How Democratic and Republican morals compare to the rest of the world

How Democratic and Republican morals compare to the rest of the world

How Democratic and Republican morals compare to the rest of the world

A six-pack of Boston Beer Co. Sam Adams Boston Lager sits displayed on a table during a Bloomberg Television interview in New York, U.S., on Thursday, April 3, 2014. Armed with a family recipe and a flair for marketing, Koch popularized craft beer in the U.S. and turned Boston Beer Co. into the third-largest American-owned brewery. Photographer: Scott Eells/Bloomberg
A six-pack of Boston Beer Co. Sam Adams Boston Lager sits displayed on a table during a Bloomberg Television interview in New York, U.S., on Thursday, April 3, 2014. Photographer: Scott Eells/Bloomberg
A Pew Research Center report out this week finds that morality is in many ways a function of where you live. It polled people in 40 countries on issues such as extramarital affairs, abortion and homosexuality to see whether people thought these behaviors were acceptable, unacceptable or simply not a moral issue. Even better, Pew provided breakdowns of American respondents by party. Read on to see how Democrats and Republicans compare to the rest of the world on eight different questions.

Contraception

views on contraception
Contraception is one area where Democrats and Republicans are in agreement with each other, and with most of the rest of the world. Fewer than 10 percent of Democrats and Republicans say contraception is morally unacceptable -- kind of makes you wonder what all the hoopla over the Obamacare contraception mandate is about, doesn't it? Sub-Saharan Africa stands out as the region with the highest opposition to contraception, at 37 percent opposed.

Alcohol

views on alcohol
American views on the morality of alcohol are quite surprising -- one in five Democrats say drinking alcohol is morally unacceptable, slightly higher than the percentage of Republicans who say the same. This percentage seems appallingly high to me, although I suspect that says more about my own moral standards than those of the country. If you are going to drink, at least drink efficiently.

Gambling

views on gambling
Americans are only slightly more opposed to gambling than they are to drinking. While there's a wider gap between Democrats and Republicans on this question, Americans are still significantly less likely to express opposition to rolling the dice than their international counterparts.

Divorce

views on divorce
When it comes to divorce, Democratic and Republic viewpoints begin to diverge. Republicans are twice as likely to oppose divorce (37 percent) as Democrats (17 percent). Democrats are, in fact, slightly less censorious of divorce than they are of drinking, although the three-point difference is within the survey's sample error in the United States. Europeans are even more permissive of divorce than American Democrats. And when it comes to divorce, U.S. Republicans are even more restrictive than respondents in the Middle East, where only 20 percent say the practice is morally unacceptable.

Premarital sex

views on pre-marital sex
Nearly half of Republicans say premarital sex is morally unacceptable, compared to only 25 percent of Democrats.
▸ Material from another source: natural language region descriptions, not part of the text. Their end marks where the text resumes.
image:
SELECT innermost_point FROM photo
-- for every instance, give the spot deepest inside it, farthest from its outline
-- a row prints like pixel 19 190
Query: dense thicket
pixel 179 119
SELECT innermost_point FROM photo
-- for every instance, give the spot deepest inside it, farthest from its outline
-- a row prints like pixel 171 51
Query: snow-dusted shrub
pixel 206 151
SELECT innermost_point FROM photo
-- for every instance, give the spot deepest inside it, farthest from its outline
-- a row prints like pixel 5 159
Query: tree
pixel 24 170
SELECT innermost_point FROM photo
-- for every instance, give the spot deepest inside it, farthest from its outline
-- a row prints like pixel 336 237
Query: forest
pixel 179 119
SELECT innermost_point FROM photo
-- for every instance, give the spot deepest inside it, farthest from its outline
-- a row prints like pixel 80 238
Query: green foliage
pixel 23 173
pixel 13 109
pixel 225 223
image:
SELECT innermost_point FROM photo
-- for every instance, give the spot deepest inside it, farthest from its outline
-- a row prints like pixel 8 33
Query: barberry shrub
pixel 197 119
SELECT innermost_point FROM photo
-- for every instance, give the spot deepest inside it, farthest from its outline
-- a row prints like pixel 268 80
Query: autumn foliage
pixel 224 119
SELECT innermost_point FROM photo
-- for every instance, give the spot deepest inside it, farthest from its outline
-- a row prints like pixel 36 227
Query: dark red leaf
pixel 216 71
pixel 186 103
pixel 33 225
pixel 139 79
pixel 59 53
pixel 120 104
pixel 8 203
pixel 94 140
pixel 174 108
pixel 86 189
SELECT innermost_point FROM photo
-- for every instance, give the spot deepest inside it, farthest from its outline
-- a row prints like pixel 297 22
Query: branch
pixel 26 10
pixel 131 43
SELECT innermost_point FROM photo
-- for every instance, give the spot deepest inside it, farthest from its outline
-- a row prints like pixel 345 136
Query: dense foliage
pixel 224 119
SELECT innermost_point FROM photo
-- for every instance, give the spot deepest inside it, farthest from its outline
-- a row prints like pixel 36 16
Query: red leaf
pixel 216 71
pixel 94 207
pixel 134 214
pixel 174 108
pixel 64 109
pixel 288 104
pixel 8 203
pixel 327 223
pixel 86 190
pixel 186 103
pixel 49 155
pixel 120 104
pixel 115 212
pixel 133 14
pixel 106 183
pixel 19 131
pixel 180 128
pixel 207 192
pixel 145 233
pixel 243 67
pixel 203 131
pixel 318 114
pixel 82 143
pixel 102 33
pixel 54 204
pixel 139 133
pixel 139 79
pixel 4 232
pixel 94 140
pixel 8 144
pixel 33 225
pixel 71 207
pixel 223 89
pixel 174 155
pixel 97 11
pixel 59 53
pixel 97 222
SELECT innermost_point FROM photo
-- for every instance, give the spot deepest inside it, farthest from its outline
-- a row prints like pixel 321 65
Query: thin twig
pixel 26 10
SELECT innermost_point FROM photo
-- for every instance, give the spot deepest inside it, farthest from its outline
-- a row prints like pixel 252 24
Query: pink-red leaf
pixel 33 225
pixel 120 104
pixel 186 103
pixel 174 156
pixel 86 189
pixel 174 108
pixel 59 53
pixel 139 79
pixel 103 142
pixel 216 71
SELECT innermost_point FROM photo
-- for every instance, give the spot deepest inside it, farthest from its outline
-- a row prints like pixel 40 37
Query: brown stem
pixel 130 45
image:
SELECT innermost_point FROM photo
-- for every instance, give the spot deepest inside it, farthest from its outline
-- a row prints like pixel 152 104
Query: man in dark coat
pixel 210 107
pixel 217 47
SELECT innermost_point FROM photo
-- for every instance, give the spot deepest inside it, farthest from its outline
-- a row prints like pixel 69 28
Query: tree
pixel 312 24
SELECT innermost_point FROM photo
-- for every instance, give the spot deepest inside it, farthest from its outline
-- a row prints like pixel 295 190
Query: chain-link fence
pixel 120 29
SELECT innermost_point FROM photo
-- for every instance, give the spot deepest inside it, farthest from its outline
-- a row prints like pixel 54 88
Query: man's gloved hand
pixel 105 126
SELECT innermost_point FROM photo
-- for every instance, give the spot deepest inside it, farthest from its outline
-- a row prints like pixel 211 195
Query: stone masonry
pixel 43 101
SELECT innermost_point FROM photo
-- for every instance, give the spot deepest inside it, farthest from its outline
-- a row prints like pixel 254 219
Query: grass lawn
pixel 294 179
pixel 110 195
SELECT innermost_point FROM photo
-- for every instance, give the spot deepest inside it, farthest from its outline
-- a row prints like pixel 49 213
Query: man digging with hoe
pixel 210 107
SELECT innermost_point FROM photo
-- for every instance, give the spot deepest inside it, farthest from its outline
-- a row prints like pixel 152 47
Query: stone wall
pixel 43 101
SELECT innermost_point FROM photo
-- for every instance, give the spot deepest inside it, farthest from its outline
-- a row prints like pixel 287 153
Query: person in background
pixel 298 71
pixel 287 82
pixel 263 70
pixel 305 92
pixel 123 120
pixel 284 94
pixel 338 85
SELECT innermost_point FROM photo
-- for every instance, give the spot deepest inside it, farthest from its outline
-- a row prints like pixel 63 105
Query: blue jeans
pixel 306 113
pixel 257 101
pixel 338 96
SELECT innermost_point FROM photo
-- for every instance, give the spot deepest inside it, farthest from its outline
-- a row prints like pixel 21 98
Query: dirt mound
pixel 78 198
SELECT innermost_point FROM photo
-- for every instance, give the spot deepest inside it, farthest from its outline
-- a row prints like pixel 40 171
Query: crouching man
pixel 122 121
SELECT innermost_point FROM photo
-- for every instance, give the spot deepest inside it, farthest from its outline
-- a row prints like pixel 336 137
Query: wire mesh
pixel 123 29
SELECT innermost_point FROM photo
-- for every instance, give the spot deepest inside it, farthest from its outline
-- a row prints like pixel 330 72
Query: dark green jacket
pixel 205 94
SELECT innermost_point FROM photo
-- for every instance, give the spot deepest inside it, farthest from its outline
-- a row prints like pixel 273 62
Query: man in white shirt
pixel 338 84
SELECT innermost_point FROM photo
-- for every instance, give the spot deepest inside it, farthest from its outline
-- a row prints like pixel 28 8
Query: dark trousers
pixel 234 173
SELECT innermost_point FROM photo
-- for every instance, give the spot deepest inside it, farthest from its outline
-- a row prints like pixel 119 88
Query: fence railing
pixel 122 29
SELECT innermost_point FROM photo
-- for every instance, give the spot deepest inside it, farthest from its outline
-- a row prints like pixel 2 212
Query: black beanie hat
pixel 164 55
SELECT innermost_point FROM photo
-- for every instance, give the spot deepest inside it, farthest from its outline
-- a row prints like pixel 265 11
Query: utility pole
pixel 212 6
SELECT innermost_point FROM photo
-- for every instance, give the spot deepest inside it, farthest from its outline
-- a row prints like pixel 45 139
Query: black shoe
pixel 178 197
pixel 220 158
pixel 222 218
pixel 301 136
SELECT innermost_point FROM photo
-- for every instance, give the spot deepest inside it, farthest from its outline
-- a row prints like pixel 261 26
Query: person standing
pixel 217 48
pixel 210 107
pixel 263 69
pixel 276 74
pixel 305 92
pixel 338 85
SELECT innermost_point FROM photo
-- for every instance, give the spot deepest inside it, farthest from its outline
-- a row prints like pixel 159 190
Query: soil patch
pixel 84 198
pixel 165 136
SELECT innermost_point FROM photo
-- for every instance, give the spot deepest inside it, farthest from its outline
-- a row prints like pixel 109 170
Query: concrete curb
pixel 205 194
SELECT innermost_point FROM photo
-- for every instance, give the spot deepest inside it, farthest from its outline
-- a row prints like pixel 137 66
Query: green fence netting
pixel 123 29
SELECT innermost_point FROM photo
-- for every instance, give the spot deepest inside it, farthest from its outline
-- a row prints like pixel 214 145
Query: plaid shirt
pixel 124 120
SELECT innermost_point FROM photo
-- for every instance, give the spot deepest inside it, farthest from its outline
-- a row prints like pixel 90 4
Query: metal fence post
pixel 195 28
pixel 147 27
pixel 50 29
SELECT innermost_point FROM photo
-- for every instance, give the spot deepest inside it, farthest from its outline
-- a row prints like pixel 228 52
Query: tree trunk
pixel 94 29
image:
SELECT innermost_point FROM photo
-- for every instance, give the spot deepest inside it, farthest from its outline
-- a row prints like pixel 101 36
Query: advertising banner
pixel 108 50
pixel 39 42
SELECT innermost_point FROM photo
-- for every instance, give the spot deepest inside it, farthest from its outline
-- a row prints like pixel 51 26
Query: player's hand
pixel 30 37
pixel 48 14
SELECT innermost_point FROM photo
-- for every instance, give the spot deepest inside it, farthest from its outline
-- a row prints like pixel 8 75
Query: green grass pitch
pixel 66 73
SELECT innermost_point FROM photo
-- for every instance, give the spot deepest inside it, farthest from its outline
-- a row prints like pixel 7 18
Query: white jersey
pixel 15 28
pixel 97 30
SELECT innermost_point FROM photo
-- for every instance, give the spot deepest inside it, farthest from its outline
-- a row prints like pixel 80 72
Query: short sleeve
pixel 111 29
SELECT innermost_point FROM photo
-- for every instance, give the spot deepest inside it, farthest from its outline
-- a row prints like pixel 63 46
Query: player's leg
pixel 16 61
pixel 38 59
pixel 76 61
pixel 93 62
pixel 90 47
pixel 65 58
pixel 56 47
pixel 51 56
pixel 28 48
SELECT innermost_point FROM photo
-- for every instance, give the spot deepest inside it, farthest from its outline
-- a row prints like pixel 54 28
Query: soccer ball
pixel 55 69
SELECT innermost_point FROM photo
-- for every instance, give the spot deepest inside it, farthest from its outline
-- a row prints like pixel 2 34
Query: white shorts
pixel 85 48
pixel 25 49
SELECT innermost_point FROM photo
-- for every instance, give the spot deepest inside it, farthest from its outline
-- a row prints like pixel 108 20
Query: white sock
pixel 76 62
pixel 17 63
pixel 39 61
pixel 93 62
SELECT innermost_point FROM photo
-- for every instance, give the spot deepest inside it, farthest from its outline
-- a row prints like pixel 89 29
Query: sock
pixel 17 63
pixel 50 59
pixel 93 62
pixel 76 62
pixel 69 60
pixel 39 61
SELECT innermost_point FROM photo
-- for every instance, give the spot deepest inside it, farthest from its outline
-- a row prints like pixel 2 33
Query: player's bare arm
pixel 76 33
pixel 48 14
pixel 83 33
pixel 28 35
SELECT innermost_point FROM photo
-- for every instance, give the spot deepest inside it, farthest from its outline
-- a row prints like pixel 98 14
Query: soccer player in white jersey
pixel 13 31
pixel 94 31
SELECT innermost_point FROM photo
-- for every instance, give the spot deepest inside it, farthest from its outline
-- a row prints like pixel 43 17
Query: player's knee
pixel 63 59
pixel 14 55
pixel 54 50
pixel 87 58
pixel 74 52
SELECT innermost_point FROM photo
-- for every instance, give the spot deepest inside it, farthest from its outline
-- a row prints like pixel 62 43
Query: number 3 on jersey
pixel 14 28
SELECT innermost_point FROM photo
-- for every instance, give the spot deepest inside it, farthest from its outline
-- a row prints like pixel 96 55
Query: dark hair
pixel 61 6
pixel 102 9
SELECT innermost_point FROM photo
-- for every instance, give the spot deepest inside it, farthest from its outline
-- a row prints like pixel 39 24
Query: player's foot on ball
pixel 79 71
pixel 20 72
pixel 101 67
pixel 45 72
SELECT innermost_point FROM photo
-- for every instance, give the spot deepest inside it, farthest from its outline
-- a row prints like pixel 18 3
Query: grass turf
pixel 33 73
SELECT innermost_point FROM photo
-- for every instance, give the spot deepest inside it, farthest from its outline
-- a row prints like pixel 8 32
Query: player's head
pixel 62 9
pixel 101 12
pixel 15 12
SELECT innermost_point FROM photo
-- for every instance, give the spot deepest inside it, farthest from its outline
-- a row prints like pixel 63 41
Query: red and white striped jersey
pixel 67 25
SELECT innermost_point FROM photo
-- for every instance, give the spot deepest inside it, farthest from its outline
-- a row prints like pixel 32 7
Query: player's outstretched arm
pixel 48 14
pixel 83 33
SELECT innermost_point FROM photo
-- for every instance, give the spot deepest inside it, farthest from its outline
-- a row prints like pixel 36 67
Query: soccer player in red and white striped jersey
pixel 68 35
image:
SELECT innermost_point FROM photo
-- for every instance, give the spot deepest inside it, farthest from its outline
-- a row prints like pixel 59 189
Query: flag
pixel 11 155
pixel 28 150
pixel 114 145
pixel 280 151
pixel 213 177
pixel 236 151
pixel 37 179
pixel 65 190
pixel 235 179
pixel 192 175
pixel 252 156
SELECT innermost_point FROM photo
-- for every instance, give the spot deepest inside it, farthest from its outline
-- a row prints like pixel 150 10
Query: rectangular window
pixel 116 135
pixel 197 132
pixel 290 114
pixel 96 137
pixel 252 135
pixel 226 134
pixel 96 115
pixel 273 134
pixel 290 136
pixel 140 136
Perhaps unsurprisingly, Europeans are even more permissive on the issue, with only 15 percent calling it unacceptable.

Homosexuality

views on homosexuality
More than half of Republicans say homosexuality is morally unacceptable. Supporters of same-sex marriage in the United States have often voiced frustration at Republican zeal for "defending the sanctity of marriage" on same-sex issues but turning the other cheek when it comes to divorce. The Pew poll partially explains why this is: Republicans are much more likely to consider homosexuality a moral issue than they are divorce. Republicans are much stricter on this issue than even respondents from Latin American countries, which tend to have large Catholic populations.

Abortion

views on abortion
On abortion, American Republicans are in agreement with respondents in most of the world's other regions, who find it morally unacceptable. U.S. Democrats and Europeans are the outliers here.

Extramarital affairs

extra marital affairs
Finally, the world is in general agreement that extramarital shenanigans are a no-no. There is a sizable 13-point gap between Republicans and Democrats on the issue, but overwhelming majorities of both parties disapprove of the practice. Opposition to affairs is weakest in Europe, where the French take the prize for being least opposed to them, at less than 50 percent.
There's a cautionary tale in here for American politicians: You can drink, gamble and get divorced, and voters may very well forgive you. But if you get caught cheating, it won't be easy to kiss and make up.